Sonntag 20.09.20, 17:39 Uhr

Fakten über die finanziellen Einnahmen der Kirchen


Quelle für die Jahre 2012 – 2018: Statistisches Jahrbuch 2019 des Statistischen Bundesamtes, Seite 73. Für das Jahr 2019: Veröffentlichungen der EKD und der Deutschen katholischen Bischofskonferenz.

Am vergangenen Montag war in der Bochumer WAZ zu lesen: »Steigende Kosten und sinkende Kirchensteuereinnahmen erfordern eine grundsätzlich andere Finanzierungssystematik, fordern die 126 Delegierten der Kreissynode am Samstag in der Christuskirche. Sollte sich das nicht erreichen lassen, „wird es unausweichlich sein, unser gesamtes Kita-System drastisch zu verkleinern“, kündigt Superintendent Gerald Hagmann an.“ Zu dieser Nachricht gab es keine Richtigstellung.


Da den beiden großen staatlich finanzierten Kirchen die Mitglieder scharenweisen weglaufen, hinterfragen auch gute Journalist*innen selten solche Fakenews. Schließlich leuchtet es scheinbar ein, dass weniger Mitglieder auch weniger Steuereinnahmen bedeuten. Die Fakten sehen anders aus: Von 2012 bis 2019 sind die staatlich eingetriebenen Kirchensteuern z.B. jährlich gestiegen; für die ev. Kirche von 4,62 auf 5,95 Milliarden Euro. Das wirtschaftliche Wachstum in Deutschland war stärker als der Mitgliederschwund der Kirchen. Außerdem schenken die meisten Bundesländer den beiden Großkirchen noch sogenannte Staatsleistungen. Sie sind von umgerechnet 23,308 Mio. Euro im Jahr 1949 auf 548,667 Mio. Euro im Jahr 2019 gestiegen.

Wer sich mit der Glaubwürdigkeit der Kirchen in Finanzangelegenheiten beschäftigt, sollte auch wissen: Millionär*innen und Milliardär*innen, die einer der beiden großen Kirchen angehören, sind vom Kirchensteuerzwang befreit. Sie können niedrigere Beitragssätze aushandeln. Im aktuellen Fall der Kindergartenfinanzierung ist wichtig zu wissen, dass die Kirchen in ihren Einrichtungen mittlerweile weniger als 10 Prozent der Kosten übernehmen. Das war vor 60 Jahren ganz anders geplant. Da waren die Kirchen noch bereit ein Viertel der Kosten zu übernehmen, um Einfluss auf die Sozialisation von Kindern ausüben zu können. Damals war hoch umstritten, in welchen Umfang die Kirchen und Wohlfahrtsverbände Sozialeinrichtungen betreiben sollten, die vom Staat und anderen öffentlichen Kassen finanziert werden.

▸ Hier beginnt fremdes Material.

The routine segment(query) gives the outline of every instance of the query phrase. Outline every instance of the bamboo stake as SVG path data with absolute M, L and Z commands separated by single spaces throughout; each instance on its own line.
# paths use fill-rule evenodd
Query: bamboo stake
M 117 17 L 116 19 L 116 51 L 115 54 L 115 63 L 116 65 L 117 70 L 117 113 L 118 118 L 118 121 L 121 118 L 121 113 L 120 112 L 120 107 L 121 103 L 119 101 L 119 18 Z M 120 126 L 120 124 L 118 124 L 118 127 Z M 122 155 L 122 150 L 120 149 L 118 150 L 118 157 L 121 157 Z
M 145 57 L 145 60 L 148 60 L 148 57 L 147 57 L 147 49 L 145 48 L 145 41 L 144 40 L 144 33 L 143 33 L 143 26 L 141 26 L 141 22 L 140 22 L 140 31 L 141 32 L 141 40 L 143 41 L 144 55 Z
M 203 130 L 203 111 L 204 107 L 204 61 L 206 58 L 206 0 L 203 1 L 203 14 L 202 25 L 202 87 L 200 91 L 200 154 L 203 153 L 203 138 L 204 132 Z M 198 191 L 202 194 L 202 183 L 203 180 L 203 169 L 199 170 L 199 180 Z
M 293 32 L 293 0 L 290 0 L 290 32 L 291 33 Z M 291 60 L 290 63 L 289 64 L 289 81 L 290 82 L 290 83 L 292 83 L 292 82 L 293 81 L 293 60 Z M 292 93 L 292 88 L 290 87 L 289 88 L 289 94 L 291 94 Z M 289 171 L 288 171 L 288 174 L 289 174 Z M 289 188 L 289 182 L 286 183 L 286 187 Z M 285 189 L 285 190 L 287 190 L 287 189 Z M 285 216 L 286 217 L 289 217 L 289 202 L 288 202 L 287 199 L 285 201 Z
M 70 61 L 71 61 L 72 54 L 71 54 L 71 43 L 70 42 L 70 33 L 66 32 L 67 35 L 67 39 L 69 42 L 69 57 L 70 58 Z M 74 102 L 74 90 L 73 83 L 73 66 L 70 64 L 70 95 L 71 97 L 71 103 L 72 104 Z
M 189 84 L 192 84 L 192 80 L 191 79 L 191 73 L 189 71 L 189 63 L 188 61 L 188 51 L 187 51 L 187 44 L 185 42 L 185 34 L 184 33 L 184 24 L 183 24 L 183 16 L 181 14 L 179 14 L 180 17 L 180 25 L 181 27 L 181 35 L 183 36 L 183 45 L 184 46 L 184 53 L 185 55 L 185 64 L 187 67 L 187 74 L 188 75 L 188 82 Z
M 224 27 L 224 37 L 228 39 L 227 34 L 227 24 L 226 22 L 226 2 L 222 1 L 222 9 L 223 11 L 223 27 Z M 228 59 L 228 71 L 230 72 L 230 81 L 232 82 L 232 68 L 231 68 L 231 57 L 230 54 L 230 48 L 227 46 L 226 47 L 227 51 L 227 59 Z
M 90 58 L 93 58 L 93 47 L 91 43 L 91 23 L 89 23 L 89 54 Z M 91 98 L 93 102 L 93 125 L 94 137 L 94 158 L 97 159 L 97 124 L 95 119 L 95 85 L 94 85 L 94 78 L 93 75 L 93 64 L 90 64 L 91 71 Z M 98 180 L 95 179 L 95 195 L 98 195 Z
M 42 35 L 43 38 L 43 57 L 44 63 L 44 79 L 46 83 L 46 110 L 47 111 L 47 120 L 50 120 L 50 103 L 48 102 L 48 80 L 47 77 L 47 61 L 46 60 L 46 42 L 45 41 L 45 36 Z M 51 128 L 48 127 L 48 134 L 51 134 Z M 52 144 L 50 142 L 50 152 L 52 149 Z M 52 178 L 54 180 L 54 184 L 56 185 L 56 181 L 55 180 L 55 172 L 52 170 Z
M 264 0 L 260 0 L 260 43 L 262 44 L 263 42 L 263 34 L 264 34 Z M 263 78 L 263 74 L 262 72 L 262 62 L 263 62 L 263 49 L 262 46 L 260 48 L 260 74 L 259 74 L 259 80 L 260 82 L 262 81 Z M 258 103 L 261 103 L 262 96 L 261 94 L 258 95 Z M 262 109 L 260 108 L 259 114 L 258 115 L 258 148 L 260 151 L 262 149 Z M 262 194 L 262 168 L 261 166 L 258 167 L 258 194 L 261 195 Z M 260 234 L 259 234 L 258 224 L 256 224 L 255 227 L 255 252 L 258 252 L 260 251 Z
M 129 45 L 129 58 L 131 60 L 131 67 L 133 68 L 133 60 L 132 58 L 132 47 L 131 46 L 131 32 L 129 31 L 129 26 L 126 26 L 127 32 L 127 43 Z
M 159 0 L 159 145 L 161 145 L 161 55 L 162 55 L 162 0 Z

Als Ende der fünfziger Jahre des letzten Jahrhunderts die Union über die absolute Mehrheit im Bundestag verfügte und der damalige Kanzler Adenauer fürchtete, bei der nächsten Wahl erheblich an Stimmen zu verlieren, beschloss die Mehrheit der Union im Bundestag gegen den heftigen Widerstand von SPD und FDP das sogenannten Subsidiaritätsprinzip für die Jugend- und Sozialeinrichtungen. Das bedeutete, dass nicht-staatliche Träger immer den Vorzug bei der Errichtung von Einrichtungen in diesem Bereich bekommen, der Staat aber den Großteil der Kosten tragen muss.

Dies war vor allem ein Wahlgeschenk von Adenauer an die Kirchen, deren Wahlkampfunterstützung er dann auch bekam. Mehrere Bundesländer reichten Verfassungsbeschwerde ein und scheiterten an der knappsten möglichen Mehrheit von BVerG-Richtern auf Adenauers Seite. Seitdem glauben Menschen, dass sie mit ihren Kirchensteuern soziale Einrichtungen und Leistungen finanzieren. Kaum jemand weiß, dass die kirchlichen Krankenhäuser in Bochum ausschließlich von Krankenkassen, Patientenbeiträgen und aus öffentlichen Mitteln finanziert werden.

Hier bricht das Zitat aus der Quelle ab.